I think this is because of the poor neighborhoods where there is a lot of gang activity and crime. That happens where there is poverty.
America has spent trillions of dollars trying to get to the root causes of poor education outcomes and we've even done massive experiments on your question. Here from the
National Bureau of Economic Research:
Neighborhoods and Academic Achievement: Results from the Moving to Opportunity Experiment
Families originally living in public housing were assigned housing vouchers by lottery, encouraging moves to neighborhoods with lower poverty rates. Although we had hypothesized that reading and math test scores would be higher among children in families offered vouchers (with larger effects among younger children), the results show no significant effects on test scores for any age group among over 5000 children ages 6 to 20 in 2002 who were assessed four to seven years after randomization. Program impacts on school environments were considerably smaller than impacts on neighborhoods, suggesting that achievement-related benefits from improved neighborhood environments are alone small.
That's a large experiment, 5,000 kids of varied ages and followed for seven years. Lot's of time for good neighborhoods and schools to influence the kids
Well now, I KNOW that is just not true. I grew up in a small town, and there were not many black kids that I went to school with, but the few who did attend were very smart kids. It's because they grew up in a more middle class environment instead of in the ghetto and had the same opportunities. I think a lot of students would do a lot better with better teachers, better learning environments, etc., and all that comes from better funding and, of course, again there is the dastardly teachers union. Lol!
Spend a minute and think about this data:
Their performance wasn't due to going your school, it was due to their being born to middle class parents.
I disagree. Better schools and better teachers turn out better students. There is the point that different people learn at different levels though, but there are no easy solutions for that in the public school system. It is what it is. It's the best we have right now for those who cannot home school their children for whatever reason.
It's hard to do better than
Princeton High School - fabulous teachers, well funded, rich neighborhood, professor's kids:
An uneasy amalgam of pride and discontent, Caroline Mitchell sat amid the balloons and beach chairs on the front lawn of Princeton High School, watching the Class of 2004 graduate. Her pride was for the seniors' average SAT score of 1237, third-highest in the state, and their admission to elite universities like Harvard, Yale and Duke. As president of the high school alumni association and community liaison for the school district, Ms. Mitchell deserved to bask in the tradition of public-education excellence.

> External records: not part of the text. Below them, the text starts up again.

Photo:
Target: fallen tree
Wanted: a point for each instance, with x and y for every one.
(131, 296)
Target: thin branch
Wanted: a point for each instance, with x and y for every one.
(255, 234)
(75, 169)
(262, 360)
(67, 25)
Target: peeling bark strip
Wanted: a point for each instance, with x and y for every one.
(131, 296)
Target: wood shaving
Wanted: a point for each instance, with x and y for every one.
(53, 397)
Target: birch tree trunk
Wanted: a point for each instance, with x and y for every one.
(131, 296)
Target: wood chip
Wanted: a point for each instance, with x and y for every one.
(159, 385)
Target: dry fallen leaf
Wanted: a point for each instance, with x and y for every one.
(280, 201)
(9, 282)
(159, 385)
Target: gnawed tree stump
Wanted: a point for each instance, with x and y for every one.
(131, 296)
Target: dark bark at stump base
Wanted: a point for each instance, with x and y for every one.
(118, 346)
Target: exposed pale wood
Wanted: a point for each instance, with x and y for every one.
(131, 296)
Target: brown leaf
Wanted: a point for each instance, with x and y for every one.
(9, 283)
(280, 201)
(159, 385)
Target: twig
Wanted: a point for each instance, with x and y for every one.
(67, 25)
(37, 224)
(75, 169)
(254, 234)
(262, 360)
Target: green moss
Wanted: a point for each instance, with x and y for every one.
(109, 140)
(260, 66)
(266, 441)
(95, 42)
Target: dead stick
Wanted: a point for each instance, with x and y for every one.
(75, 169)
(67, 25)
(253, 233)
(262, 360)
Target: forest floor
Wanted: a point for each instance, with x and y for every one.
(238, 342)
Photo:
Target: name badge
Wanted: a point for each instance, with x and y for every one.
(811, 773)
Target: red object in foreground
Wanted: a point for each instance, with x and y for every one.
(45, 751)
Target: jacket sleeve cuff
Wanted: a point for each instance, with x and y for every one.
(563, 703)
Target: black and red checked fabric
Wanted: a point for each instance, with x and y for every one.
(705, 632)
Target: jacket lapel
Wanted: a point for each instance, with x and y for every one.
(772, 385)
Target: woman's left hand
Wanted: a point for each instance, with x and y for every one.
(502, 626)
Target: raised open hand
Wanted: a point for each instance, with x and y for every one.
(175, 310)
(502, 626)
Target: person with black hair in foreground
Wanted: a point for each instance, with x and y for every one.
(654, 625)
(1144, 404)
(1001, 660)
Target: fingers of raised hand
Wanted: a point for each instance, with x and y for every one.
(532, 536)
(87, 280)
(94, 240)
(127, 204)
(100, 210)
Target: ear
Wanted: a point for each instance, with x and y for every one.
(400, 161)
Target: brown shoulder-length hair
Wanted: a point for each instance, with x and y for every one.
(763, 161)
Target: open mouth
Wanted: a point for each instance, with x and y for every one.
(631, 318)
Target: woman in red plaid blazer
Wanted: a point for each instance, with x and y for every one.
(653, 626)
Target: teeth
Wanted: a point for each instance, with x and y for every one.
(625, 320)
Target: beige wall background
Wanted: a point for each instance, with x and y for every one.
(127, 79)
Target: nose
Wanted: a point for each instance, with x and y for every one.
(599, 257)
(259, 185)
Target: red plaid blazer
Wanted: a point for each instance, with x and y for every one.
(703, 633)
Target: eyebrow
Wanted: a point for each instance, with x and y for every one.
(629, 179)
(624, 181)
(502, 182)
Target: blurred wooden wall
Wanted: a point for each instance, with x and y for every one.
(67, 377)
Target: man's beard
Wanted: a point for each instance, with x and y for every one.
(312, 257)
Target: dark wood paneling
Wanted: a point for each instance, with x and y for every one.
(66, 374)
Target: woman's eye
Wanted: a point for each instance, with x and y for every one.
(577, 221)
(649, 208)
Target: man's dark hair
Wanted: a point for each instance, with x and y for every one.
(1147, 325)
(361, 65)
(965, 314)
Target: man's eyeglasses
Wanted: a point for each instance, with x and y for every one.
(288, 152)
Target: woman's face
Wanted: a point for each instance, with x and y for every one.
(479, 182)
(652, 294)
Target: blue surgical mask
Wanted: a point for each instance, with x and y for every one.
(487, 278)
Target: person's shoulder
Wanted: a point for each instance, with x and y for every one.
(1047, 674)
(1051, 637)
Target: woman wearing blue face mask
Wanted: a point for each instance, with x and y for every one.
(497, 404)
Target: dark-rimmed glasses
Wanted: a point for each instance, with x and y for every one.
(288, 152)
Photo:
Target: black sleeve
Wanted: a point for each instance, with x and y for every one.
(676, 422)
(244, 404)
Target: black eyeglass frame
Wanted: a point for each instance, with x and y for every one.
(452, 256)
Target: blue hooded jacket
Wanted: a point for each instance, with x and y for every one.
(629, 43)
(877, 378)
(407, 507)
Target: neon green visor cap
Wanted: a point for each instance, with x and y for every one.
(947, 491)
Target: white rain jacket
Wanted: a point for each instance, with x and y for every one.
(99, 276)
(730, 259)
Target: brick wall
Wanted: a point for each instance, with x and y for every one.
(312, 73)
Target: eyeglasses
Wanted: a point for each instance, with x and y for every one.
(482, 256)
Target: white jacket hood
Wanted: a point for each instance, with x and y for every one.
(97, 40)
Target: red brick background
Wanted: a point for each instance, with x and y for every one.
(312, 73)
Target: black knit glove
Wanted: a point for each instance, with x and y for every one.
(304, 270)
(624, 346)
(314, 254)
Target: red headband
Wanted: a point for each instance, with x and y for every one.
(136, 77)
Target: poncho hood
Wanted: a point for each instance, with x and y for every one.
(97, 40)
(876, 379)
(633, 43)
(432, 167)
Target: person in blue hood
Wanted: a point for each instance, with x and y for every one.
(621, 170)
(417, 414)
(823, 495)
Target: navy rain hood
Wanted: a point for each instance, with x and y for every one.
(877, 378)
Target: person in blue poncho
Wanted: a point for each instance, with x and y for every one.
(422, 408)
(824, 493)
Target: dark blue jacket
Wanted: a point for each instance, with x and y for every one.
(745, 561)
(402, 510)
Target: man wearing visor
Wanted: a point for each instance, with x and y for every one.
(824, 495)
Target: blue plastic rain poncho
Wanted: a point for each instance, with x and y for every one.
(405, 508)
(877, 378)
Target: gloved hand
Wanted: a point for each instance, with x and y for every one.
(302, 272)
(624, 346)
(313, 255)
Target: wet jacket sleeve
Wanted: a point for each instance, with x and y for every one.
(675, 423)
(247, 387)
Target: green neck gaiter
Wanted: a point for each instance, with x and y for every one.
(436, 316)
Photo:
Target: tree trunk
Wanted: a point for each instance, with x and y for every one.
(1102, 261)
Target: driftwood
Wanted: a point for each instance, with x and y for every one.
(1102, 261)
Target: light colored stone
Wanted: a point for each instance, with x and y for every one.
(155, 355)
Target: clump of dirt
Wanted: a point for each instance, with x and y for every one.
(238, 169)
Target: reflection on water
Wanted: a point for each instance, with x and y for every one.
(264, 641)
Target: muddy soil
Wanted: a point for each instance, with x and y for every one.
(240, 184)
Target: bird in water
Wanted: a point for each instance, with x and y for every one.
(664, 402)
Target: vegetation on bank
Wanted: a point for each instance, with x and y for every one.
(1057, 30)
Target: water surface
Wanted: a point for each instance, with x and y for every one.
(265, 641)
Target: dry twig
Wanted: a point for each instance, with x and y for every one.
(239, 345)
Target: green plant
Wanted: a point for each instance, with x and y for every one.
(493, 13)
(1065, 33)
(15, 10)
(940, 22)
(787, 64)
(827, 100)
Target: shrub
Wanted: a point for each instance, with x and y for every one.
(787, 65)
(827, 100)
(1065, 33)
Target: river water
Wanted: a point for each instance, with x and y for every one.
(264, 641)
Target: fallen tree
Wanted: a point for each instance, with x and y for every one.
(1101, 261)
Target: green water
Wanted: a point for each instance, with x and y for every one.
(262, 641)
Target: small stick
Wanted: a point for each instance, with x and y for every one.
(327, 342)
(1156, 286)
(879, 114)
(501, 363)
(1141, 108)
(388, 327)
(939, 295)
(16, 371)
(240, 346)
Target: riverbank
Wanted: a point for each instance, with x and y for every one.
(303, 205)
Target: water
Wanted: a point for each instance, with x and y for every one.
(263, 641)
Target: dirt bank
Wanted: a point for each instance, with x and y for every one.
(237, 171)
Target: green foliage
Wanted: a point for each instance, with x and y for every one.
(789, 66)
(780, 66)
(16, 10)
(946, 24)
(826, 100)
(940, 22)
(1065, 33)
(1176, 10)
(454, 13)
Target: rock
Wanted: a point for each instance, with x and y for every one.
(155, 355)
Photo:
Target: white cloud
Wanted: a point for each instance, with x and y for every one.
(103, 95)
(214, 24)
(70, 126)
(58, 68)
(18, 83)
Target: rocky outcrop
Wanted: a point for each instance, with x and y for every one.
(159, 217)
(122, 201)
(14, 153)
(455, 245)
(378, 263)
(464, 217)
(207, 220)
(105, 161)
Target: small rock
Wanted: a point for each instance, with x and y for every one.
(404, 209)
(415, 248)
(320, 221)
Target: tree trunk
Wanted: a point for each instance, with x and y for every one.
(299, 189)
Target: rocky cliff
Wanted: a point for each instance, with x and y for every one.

Discontent, though, was what she felt about Blake, her own son. He was receiving his diploma on this June afternoon only after years of struggle - the failed English class in ninth grade, the science teacher who said he was capable only of C's, the assignment to a remedial "basic skills" class. Even at that, Ms. Mitchell realized, Blake had fared better than several friends who were nowhere to be seen in the procession of gowns and mortarboards. They were headed instead for summer school.
"I said to myself: 'Oh, no. Please, no,' " Ms. Mitchell recalled. "I was so hurt. These were bright kids. This shouldn't have been happening."
It did not escape Ms. Mitchell's perception that her son and most of those faltering classmates were black. They were the evidence of a prosperous, accomplished school district's dirty little secret, a racial achievement gap that has been observed, acknowledged and left uncorrected for decades. Now that pattern just may have to change under the pressure of the federal No Child Left Behind law.
Several months after Blake graduated, Princeton High School (and thus the district as a whole) ran afoul of the statute for the first time, based on the lagging scores of African-American students on a standardized English test given to 11th graders. Last month, the school was cited for the second year in a row, this time because 37 percent of black students failed to meet standards in English, and 55 percent of blacks and 40 percent of Hispanics failed in math.
One of the standard complaints about No Child Left Behind by its critics in public education is that it punishes urban schools that are chronically underfinanced and already contending with a concentration of poor, nonwhite, bilingual and special-education pupils. Princeton could hardly be more different. It is an Ivy League town with a minority population of slightly more than 10 percent and per-student spending well above the state average. The high school sends 94 percent of its graduates to four-year colleges and offers 29 different Advanced Placement courses. Over all, 98 percent of Princeton High School students exceed the math and English standards required by No Child Left Behind.
If Princeton High School can't solve that problem, then what do imagine we can do that isn't already being done?